California Democratic Governor Gavin Newsom announced on Tuesday that Erik and Lyle Menendez, who were found guilty of murdering their parents in 1989, will have a hearing before the parole board on June 13.
The brothers have spent more than three decades behind bars after the double murder of their parents in their Beverly Hills home. There has been recent attention on their case thanks to multiple investigative documentaries, plus evidence that alleges the boys’ father, Jose Menendez, sexually abused his sons.
Newsom mentioned the hearing during a recent episode of his new podcast, “This Is Gavin Newsom.”
“We will submit that report to the judge for the resentencing,” the California governor said, “and that will weigh into our independent analysis of whether or not to move forward with the clemency application to support a commutation of this case.”
Los Angeles County District Attorney Nathan Hochman said Monday that he opposed the move, unlike his predecessor George Gascón. Hochman said their self-defense claims are full of “lies.”
“The Menendez brothers have continued to lie for over 30 years about their self-defense — that is, their purported actual fear that their mother and their father were going to kill them the night of the murders,” Hochman wrote in a motion to rescind Gascón’s request for resentencing. “Also, over those 30 years, they have failed to accept responsibility for the vast number of lies they told in connection with that defense,” he added.
“Our position is that they shouldn’t get out of jail. Ultimately, that is a position, we bring that position to the court,” Hochman said.

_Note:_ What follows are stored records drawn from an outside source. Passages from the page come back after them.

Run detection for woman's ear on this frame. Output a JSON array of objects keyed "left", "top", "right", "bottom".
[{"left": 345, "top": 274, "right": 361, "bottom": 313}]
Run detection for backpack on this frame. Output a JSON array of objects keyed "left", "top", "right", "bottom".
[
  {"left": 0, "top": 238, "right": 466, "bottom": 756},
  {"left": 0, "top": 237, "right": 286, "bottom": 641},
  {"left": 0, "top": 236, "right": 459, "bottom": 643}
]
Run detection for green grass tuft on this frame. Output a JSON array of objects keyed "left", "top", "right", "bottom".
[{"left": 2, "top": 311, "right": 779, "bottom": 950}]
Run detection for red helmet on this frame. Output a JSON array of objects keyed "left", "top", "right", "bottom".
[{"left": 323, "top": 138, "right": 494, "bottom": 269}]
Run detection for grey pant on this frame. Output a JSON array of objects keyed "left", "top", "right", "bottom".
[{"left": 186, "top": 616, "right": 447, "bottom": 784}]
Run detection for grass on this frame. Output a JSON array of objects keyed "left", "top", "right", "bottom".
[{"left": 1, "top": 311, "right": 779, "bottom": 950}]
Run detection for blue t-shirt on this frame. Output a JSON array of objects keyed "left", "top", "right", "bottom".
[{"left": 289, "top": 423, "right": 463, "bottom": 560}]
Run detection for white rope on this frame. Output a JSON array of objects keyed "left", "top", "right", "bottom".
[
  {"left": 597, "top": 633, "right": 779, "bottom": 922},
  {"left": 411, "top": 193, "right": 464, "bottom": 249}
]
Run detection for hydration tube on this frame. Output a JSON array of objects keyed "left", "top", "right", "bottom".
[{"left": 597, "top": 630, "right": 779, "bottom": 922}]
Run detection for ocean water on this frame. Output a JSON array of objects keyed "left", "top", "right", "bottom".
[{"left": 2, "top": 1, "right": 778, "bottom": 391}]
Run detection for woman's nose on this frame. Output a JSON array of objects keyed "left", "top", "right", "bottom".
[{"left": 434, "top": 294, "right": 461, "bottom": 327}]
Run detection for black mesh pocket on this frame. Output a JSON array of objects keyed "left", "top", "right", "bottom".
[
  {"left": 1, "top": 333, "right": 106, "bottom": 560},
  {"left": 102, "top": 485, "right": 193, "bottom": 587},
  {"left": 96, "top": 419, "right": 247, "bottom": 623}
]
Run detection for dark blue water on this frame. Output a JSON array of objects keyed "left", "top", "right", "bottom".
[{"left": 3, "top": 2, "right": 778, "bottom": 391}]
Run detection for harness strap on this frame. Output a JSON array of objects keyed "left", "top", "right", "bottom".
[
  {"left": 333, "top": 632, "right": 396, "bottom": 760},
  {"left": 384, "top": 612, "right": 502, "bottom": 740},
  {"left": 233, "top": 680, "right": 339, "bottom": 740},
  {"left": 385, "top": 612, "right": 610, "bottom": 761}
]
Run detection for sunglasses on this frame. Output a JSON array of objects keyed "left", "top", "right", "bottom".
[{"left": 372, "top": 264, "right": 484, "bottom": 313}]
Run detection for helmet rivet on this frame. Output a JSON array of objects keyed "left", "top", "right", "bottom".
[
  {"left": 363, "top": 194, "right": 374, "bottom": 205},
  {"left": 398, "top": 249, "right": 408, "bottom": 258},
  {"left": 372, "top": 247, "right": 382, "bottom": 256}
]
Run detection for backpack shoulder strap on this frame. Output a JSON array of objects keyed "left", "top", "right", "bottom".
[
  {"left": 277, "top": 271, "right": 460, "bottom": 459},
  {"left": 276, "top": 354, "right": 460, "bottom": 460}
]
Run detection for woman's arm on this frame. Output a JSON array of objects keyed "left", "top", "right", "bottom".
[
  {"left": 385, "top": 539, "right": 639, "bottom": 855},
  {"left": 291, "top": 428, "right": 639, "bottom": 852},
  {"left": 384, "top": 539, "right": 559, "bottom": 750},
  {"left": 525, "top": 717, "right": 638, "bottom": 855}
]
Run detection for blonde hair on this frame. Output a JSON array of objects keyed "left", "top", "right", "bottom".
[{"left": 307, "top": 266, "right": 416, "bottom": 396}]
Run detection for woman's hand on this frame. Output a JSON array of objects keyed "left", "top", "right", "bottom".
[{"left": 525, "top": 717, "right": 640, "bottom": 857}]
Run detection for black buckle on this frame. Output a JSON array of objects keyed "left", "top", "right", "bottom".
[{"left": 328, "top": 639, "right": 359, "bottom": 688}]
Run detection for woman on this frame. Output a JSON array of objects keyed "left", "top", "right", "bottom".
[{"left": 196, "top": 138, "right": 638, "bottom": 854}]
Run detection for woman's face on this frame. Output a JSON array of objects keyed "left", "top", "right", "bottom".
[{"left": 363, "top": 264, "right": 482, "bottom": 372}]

Newsom requested in February that the parole board conduct an assessment on whether the Menendez brothers pose a threat to public safety.

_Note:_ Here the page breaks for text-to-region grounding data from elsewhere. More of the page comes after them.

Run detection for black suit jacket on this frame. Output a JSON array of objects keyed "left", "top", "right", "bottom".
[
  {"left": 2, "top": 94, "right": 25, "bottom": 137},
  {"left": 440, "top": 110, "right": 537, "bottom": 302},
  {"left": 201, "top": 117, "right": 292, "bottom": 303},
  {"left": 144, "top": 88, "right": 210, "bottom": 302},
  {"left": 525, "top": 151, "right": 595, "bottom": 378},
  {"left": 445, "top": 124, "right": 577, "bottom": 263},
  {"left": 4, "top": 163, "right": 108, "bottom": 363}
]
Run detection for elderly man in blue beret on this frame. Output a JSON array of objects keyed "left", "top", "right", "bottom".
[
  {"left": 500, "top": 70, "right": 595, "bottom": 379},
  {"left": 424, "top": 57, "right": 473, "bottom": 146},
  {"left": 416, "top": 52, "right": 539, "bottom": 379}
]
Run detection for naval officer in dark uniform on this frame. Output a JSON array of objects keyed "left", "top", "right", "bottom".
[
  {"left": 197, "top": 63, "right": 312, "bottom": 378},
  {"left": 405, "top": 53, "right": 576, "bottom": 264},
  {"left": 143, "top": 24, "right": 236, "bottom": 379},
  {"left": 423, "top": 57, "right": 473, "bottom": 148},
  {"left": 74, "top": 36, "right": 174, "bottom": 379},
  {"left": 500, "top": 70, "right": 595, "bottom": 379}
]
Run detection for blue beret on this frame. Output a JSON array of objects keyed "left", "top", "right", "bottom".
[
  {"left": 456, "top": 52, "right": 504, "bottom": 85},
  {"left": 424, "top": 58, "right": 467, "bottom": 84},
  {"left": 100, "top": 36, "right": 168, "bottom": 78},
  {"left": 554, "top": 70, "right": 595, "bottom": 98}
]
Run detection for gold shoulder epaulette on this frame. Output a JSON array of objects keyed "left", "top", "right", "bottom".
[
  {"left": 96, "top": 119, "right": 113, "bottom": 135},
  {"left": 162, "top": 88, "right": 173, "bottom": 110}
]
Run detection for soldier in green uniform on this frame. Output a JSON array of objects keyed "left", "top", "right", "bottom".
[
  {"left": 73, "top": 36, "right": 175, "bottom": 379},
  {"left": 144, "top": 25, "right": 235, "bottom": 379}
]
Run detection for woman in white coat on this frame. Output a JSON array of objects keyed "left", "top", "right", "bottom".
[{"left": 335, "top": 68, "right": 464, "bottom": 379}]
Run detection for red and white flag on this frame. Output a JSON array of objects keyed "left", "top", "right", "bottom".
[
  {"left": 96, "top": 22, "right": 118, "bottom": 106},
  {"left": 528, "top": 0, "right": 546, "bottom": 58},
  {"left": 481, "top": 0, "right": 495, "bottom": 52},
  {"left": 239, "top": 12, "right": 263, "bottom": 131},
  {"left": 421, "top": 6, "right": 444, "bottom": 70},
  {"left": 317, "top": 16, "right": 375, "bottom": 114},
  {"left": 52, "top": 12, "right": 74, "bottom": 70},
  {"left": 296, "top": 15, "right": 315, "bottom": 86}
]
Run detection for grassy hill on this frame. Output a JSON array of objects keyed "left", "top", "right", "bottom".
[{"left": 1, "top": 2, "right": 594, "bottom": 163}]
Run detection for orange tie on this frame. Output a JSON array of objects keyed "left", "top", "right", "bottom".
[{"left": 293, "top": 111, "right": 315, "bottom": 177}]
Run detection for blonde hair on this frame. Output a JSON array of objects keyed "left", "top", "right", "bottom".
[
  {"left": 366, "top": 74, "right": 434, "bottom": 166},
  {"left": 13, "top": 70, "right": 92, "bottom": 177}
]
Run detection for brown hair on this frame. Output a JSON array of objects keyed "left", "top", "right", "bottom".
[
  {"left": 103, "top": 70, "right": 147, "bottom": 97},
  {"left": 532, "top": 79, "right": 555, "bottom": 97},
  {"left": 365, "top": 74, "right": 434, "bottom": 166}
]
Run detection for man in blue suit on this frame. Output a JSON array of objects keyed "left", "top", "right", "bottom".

“There is no guarantee of outcome here,” the governor said on his podcast in February, per Los Angeles Times. “My office conducts dozens and dozens of these clemency reviews on a consistent basis, but this [assessment] process simply provides more transparency, which I think is important in this case.”
Some of the Menendez brothers’ relatives have come out in favor of them being released from prison, while others say they should remain behind bars regardless of whether they’d been sexually abused.